Masih seperti disebut di atas berarti pula “yang diurapi” , karena kelahiran Nabi Isa Ibnu Maryam a.s. tidak sebagaimana lazimnya sehingga mudah dipandang tidak sah, maka untuk melenyapkan tuduhan yang mungkin dilancarkan beliau disebut “telah diurapi” dengan urapan Allah Swt. Sendiri, sama seperti para nabi Allah semuanya telah diurapi (disucikan).
Nabi Isa Ibnu Maryam a.s. diberi nama Al-Masih karena beliau banyak mengadakan perjalanan mencari 10 suku-suku (domba-domba) Israil yang hilang (tercerai-berai) di luar Palestina. Tetapi kalau mengikuti penuturan Injil, tugas beliau hanya terbatas untuk masa 3 tahun saja, dan perjalanan beliau hanya ke beberapa kota Palestina atau Suriah saja, sebab ketika itu di Palestina hanya ada 2 suku Bani Israil, dengan demikian gelar Masih itu sekali-kali tidak cocok bagi beliau.
Penyelidikan sejarah akhir-akhir ini telah membuktikan, bahwa sesudah beliau pulih dari rasa terkejut dan luka-luka akibat penyaliban (QS.4:158-159), Nabi Isa Ibnu Maryam a.s. menempuh perjalanan jauh ke negeri-negeri sebelah timur dan akhirnya sampai ke Kasymir untuk menyampaikan amanat Ilahi kepada suku-suku Bani Israil yang hilang dan tinggal di bagian-bagian negeri itu.

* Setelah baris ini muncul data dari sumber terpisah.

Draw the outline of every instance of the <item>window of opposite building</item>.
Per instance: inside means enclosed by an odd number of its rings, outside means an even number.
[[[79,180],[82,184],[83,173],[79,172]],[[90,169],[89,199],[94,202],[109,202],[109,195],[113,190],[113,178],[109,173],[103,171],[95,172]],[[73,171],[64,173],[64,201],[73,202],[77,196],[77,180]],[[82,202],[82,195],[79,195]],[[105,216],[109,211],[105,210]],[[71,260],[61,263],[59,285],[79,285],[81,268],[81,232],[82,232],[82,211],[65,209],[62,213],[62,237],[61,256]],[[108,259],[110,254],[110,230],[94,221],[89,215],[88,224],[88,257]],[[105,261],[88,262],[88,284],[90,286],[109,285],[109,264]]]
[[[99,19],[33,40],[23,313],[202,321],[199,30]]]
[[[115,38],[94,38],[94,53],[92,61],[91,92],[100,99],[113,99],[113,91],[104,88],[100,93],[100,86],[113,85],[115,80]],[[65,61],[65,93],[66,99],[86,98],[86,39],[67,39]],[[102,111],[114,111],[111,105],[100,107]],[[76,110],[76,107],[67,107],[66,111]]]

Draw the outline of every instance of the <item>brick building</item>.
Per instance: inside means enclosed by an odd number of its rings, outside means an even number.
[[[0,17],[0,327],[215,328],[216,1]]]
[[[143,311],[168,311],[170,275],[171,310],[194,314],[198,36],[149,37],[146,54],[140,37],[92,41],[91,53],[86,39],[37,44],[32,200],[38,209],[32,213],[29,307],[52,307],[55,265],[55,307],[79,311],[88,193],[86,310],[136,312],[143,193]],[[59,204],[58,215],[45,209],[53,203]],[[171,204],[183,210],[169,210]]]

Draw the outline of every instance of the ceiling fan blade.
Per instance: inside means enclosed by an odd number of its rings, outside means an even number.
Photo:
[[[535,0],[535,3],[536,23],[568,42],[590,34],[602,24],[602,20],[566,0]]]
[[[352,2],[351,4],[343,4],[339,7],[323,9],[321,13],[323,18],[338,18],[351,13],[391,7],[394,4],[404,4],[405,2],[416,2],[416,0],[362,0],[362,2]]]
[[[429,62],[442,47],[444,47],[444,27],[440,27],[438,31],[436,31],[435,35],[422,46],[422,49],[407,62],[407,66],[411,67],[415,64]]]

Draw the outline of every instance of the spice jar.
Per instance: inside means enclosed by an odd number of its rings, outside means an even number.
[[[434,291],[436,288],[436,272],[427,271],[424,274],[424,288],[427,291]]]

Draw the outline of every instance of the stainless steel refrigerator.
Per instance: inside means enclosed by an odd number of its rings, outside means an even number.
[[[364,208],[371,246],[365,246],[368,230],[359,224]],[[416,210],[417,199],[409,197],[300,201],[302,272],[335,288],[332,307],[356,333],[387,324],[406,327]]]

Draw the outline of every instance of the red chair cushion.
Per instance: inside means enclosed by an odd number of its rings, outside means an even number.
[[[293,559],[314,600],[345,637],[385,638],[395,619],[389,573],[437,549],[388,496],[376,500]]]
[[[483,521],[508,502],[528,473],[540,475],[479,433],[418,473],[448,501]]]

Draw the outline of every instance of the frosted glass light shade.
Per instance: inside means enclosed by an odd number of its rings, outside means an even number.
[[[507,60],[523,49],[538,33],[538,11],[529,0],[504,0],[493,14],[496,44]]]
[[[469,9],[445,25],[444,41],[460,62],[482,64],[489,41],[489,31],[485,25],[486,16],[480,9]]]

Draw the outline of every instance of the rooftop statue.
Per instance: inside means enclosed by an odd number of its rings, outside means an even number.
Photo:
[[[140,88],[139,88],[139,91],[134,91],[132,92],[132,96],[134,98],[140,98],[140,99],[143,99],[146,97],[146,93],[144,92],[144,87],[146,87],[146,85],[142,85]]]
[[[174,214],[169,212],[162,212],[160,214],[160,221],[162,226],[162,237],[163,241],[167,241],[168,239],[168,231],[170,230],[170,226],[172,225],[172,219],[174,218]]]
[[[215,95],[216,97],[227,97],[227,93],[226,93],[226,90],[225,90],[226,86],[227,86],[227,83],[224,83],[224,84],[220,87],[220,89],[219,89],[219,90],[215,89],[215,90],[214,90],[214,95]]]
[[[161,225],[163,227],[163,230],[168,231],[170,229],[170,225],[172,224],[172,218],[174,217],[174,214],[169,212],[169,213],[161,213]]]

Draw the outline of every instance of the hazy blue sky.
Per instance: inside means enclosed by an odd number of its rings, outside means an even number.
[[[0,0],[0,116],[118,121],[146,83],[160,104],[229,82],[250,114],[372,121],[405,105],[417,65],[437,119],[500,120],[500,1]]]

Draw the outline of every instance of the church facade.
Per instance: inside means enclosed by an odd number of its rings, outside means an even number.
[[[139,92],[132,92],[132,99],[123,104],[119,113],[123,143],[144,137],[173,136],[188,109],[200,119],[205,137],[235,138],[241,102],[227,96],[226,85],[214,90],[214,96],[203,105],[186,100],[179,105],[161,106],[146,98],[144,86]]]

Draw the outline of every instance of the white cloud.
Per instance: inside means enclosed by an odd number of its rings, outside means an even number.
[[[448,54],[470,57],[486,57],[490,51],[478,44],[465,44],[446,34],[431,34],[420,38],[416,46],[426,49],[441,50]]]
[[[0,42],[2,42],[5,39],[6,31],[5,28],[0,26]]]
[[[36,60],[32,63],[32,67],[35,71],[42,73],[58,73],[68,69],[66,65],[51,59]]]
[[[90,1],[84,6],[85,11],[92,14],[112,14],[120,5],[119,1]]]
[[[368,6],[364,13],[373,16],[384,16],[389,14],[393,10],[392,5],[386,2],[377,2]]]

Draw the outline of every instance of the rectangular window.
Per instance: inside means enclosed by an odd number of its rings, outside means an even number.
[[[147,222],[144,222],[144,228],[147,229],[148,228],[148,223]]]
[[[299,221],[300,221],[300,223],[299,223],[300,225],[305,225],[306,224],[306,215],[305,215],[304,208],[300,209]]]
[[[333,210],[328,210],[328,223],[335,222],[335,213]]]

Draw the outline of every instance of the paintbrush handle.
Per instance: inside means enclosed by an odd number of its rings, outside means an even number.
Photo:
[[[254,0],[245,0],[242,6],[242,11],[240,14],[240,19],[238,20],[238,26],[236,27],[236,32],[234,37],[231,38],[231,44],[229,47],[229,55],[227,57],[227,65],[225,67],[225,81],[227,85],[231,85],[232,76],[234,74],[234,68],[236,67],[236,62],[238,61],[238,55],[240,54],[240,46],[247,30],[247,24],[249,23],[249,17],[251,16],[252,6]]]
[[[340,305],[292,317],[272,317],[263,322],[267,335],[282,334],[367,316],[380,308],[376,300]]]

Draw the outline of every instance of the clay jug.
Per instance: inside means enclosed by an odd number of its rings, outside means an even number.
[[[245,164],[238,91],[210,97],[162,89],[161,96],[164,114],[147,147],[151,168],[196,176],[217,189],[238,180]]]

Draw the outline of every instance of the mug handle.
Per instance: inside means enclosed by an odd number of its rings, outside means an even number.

Kepergian Nabi Isa Ibnu Maryam a.s. dari Palestina tersebut sangat wajar sekali, sebab (1) kalau beliau tetap berada di wilayah Palestina pasti akan ditangkap kembali dan dibunuh oleh para ulama Yahudi; (2) beliau harus menggenapi gelar sebagai Al-Masih (Mesiah/Mesias) yakni melakukan pengembaraan mencari “10 domba (suku) Israil” yang hilang, yang harus berliau “gembalakan” (Yohanes 10:11-17).
Dalam firman Allah Swt. berikut ini Nabi Isa Ibnu Maryam a.s. pada akhir pengembaraan beliau yang lama dan panjang telah diberi perlindungan oleh Allah Swt. di suatu dataran tinggi pegunungan Himalaya di wilayah Kasymir, firman-Nya:
وَ جَعَلۡنَا ابۡنَ مَرۡیَمَ وَ اُمَّہٗۤ اٰیَۃً وَّ اٰوَیۡنٰہُمَاۤ اِلٰی رَبۡوَۃٍ ذَاتِ قَرَارٍ وَّ مَعِیۡنٍ ﴿٪﴾
Dan Kami menjadikan Ibnu Maryam dan ibunya suatu Tanda, dan Kami melindungi keduanya ke suatu dataran yang tinggi yang memiliki lembah-lembah hijau dan sumber-sumber mata air yang mengalir. (Al-Mu’minun [23]:51).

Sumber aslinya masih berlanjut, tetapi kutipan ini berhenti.